Consumer Financial Protection Bureau Brought Down A Notch


Beverly Weiss Manne
Tucker Arensberg, P.C.
Pittsburgh, PA

Earlier this week the United States Court of Appeals for the DC Circuit issued its 110 page opinion concerning the Consumer Financial Protection Bureau (“CFPB”) and CFPB enforcement action in Case No. 15-177, PHH Corporation Et al vs Consumer Financial Protection Bureau (D.C. Cir. 10/11/16)(which can be found here).  The opening sentence of the opinion declares “This is a case about executive power and individual liberty,” which reflects the seriousness of the issues addressed.

In the administrative proceeding below the CFBP had imposed sanctions of $109 million against PHH for violations of RESPA. PHH challenged the penalty based upon traditional administrative law bases, but further challenged the constitutional authority and existence of the CFPB.  

The Court of Appeals granted relief to PHH –albeit not to the extent sought, declaring that “the CFPB’s concentration of enormous executive power in a single, unaccountable, unchecked Director not only departs from settled historical practice, but also poses a far greater risk of arbitrary decision making and abuse of power, and a far greater threat to individual liberty, than does a multi-member independent agency.” (page 9).  Thus, the structure of CFPB as a single-director independent agency structure was declared unconstitutional.
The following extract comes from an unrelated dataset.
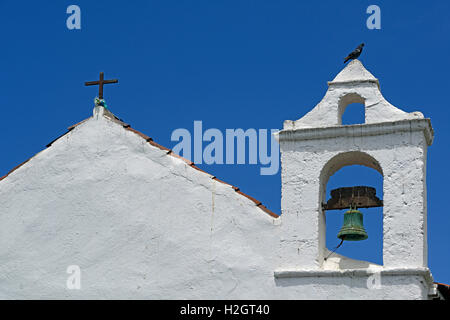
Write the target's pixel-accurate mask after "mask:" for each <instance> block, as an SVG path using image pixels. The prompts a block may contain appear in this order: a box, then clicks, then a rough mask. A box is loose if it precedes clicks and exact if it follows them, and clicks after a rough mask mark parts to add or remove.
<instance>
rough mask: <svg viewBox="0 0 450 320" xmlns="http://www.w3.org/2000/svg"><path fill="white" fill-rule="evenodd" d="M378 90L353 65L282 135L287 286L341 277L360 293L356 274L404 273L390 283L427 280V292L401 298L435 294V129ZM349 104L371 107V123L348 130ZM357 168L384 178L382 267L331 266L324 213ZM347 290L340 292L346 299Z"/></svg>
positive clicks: (281, 266)
mask: <svg viewBox="0 0 450 320" xmlns="http://www.w3.org/2000/svg"><path fill="white" fill-rule="evenodd" d="M379 88H380V86H379V82H378V80H377V79H376V78H375V77H374V76H373V75H372V74H371V73H370V72H368V71H367V70H366V69H365V68H364V66H363V65H362V64H361V62H359V61H358V60H354V61H352V62H351V63H350V64H349V65H348V66H347V67H346V68H345V69H344V70H343V71H341V73H339V75H338V76H337V77H336V78H335V79H334V80H333V81H331V82H329V89H328V91H327V93H326V94H325V97H324V98H323V99H322V101H321V102H320V103H319V104H318V105H317V106H316V107H314V108H313V109H312V110H311V111H310V112H308V113H307V114H306V115H305V116H303V117H302V118H301V119H299V120H296V121H290V120H287V121H285V123H284V128H283V130H282V131H280V132H279V133H278V135H277V137H278V139H279V142H280V150H281V164H282V165H281V167H282V182H283V183H282V216H281V218H280V219H281V220H282V223H281V229H282V236H281V244H282V245H280V247H279V255H280V263H279V266H278V274H279V275H280V277H282V278H283V279H285V280H284V281H287V282H289V281H299V282H301V281H306V280H305V279H306V278H308V279H310V280H309V281H311V282H313V283H320V282H322V281H323V280H322V279H323V278H326V279H329V277H330V275H335V276H337V275H339V276H341V277H342V278H343V279H344V280H343V281H344V283H346V285H347V286H349V287H353V286H358V285H357V284H355V283H354V282H353V281H354V276H355V274H354V273H355V272H356V273H357V274H358V275H359V276H360V277H363V278H364V277H365V275H366V273H367V274H370V273H372V272H380V273H381V274H383V273H384V274H386V272H387V274H391V275H392V273H391V271H394V272H393V273H395V274H396V275H399V272H397V271H399V269H401V270H403V271H404V274H403V276H404V278H402V277H398V278H397V277H391V278H389V277H388V278H386V277H385V280H386V281H387V282H389V281H392V284H395V283H396V282H397V281H398V282H402V281H406V282H408V281H410V282H411V283H414V282H415V280H416V279H417V278H422V284H423V291H421V290H417V291H415V293H414V294H411V293H412V291H411V290H405V293H399V297H401V298H405V299H409V298H417V299H423V298H426V297H427V294H426V291H428V290H430V288H432V283H431V279H432V278H431V274H430V273H429V270H428V262H427V255H428V252H427V246H428V244H427V225H426V216H427V207H426V201H427V197H426V164H427V162H426V152H427V148H428V146H429V145H431V143H432V141H433V129H432V127H431V123H430V120H429V119H425V118H424V117H423V115H422V114H421V113H420V112H413V113H406V112H404V111H402V110H400V109H398V108H396V107H394V106H392V105H391V104H389V103H388V102H387V101H386V100H385V99H384V98H383V96H382V94H381V92H380V89H379ZM350 103H362V104H364V106H365V123H363V124H357V125H346V126H342V125H341V118H342V114H343V112H344V110H345V108H346V107H347V105H348V104H350ZM355 164H358V165H364V166H367V167H369V168H373V169H375V170H377V171H378V172H379V173H380V175H381V178H382V179H383V202H384V207H383V266H378V265H374V264H371V263H368V262H365V261H356V260H351V259H348V258H346V257H343V256H340V255H335V257H334V258H333V260H332V261H330V260H327V261H324V257H325V256H327V254H328V252H329V251H328V250H327V248H326V246H325V243H326V241H325V235H326V217H325V212H324V211H323V209H322V203H325V202H326V201H325V200H326V193H327V191H328V192H329V190H326V185H327V182H328V180H329V178H330V176H331V175H333V174H334V173H335V172H337V171H338V170H339V169H341V168H342V167H344V166H348V165H355ZM295 253H297V255H295ZM400 273H401V272H400ZM424 275H425V276H424ZM401 279H403V280H401ZM427 279H428V280H427ZM346 285H344V286H343V288H341V289H335V290H336V293H337V294H338V295H341V294H342V295H343V296H347V293H345V291H346V290H347V289H348V288H347V287H346ZM318 286H319V287H320V288H321V289H323V290H328V289H329V288H328V287H326V286H325V285H324V286H323V287H322V285H318ZM419 287H420V285H419ZM325 288H327V289H325ZM427 288H428V289H427ZM383 290H384V291H389V289H388V288H384V289H383ZM364 296H366V297H369V298H370V299H371V298H376V296H377V293H375V292H374V291H373V290H369V291H368V292H365V293H364Z"/></svg>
But the Circuit did not gut CFPB as an agency, instead interpreting Dodd Frank as creating an executive agency – not an independent agency, and noting that, accordingly, the “President of the United States now has the power to supervise and direct the Director of the CFPB, and may remove the Director at will at any time.”
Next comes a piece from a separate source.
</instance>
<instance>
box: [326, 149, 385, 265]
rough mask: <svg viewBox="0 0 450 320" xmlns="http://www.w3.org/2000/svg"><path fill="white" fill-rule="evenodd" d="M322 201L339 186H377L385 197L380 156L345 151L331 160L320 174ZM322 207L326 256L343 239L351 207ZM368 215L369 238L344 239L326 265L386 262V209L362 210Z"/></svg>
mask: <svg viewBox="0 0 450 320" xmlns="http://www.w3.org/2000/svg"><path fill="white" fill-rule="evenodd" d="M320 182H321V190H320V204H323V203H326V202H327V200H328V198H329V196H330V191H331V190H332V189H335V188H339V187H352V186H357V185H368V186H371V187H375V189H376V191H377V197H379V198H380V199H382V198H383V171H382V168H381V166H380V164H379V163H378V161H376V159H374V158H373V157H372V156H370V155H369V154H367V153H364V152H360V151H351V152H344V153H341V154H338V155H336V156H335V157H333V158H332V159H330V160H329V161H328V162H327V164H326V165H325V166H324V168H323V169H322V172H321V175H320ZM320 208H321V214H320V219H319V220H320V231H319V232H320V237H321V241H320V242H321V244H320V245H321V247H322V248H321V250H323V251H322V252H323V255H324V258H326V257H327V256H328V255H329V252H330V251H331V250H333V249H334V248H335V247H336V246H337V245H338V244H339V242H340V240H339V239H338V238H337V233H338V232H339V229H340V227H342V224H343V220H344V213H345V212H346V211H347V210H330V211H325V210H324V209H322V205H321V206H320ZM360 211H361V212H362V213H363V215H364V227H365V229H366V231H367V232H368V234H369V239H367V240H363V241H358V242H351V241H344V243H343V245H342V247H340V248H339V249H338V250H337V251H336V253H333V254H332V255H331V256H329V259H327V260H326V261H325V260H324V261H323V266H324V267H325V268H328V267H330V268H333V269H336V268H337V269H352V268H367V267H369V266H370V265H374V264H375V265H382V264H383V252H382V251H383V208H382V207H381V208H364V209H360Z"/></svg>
With respect to the RESPA issues the Court reversed the CFPB’s departure from prior interpretations of RESPA on procedural due process grounds, and its efforts to apply Section 8 of RESPA to bar a captive reinsurance arrangement holding that RESPA does not bar captive reinsurance arrangements so long as “the amount paid by the mortgage insurer for the reinsurance does not exceed the reasonable market value of the reinsurance.” The Court also rejected CFBP interpretation of regulations to say that there was no statute of limitations on actions by CFPB for administrative action on any consumer protection law, finding that there clearly was a three-year statute of limitations under RESPA and that was binding on the CFBP.

On page 13 the Circuit summarized what it anticipated would be the effect of their 110 page opinion:  “In  so  ruling,  we  underscore  the  important  but  limited real-world implications of our decision.   As before, the CFPB will continue to operate and perform its many critical responsibilities, albeit under the ultimate supervision and direction of the President.   Section 8 will continue to mean what it has traditionally meant: that captive reinsurance agreements are permissible so long as the mortgage insurer pays no more than reasonable  market value for the reinsurance. And the three-year statute of limitations that has traditionally applied to agency actions to enforce Section 8 will continue to apply.”

Thus, the CFPB’s power was checked in a two-fold manner.   First, the agency is now under the control of the President.   If a particular director is out of step with the Chief Executive, he can be replaced.   As a substantive manner, the Court checked a particular action by the Bureau demonstrating that it is subject to the judicial branch as well.